Thursday, August 30, 2012

Common Core ELA "Look Fors"

Examining the ELA Common Core Standards closely is a great exercise for teachers and administrators alike. (Read this post for a specific process that helps unpack the standards.) However, once you've examined them, what conjectures can you make about instructional strategies?

After I unpacked the ELA Common Core standards, here are my top 5 "look fors" relative to instruction.

  1. Complex, nonfiction texts are used. Teachers should be using primary sources and other complex nonfiction texts in their classrooms. Textbooks and anthologies should not be the only texts available to students.
  2. Students spend time talking about what they've read. Speaking and listening are honored in the Common Core Standards, and shared dialogue is an excellent way to build meaning from complex texts.
  3. Students begin to read without receiving lots of background knowledge from the teacher. Students have the opportunity to grapple with difficult ideas and concepts without interference from the teacher. Being able to meet the standard means that students can be competent independently.
  4. Reading strategies are mentioned and used, but they are NOT the curriculum! Reading strategies are important, but significant amounts of time should not be wasted on the strategies.
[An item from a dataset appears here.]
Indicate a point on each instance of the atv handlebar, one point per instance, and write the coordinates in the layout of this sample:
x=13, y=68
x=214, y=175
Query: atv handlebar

Instead, the strategies should be modeled and mentioned at strategic times.
  5. Students gather ideas and information from multiple sources, especially multimedia sources. In today's connected world, reading is much different than in years past. Students need to understand how to "read" websites, videos, and other multimedia sources.
What are your ELA Common Core "look fors?"

CC Photo Credit: Real Apple Core by Roger Karlsson


  1. The piece on reading websites is really a great aspect that is oftentimes overlooked. It's one thing to access a website, it's a hold other thing to know the functions of icons and where to find information on said website.

    Currently, in my second year of teaching technology at the elementary school level, I can't tell you how many students gave up on answering a question on a worksheet because they were unable to find the answer in the first two sentences of the website.

  2. Being able to persist with nonfiction reading is really critical. The more we can practice this with our students, the better! Thanks for your comment!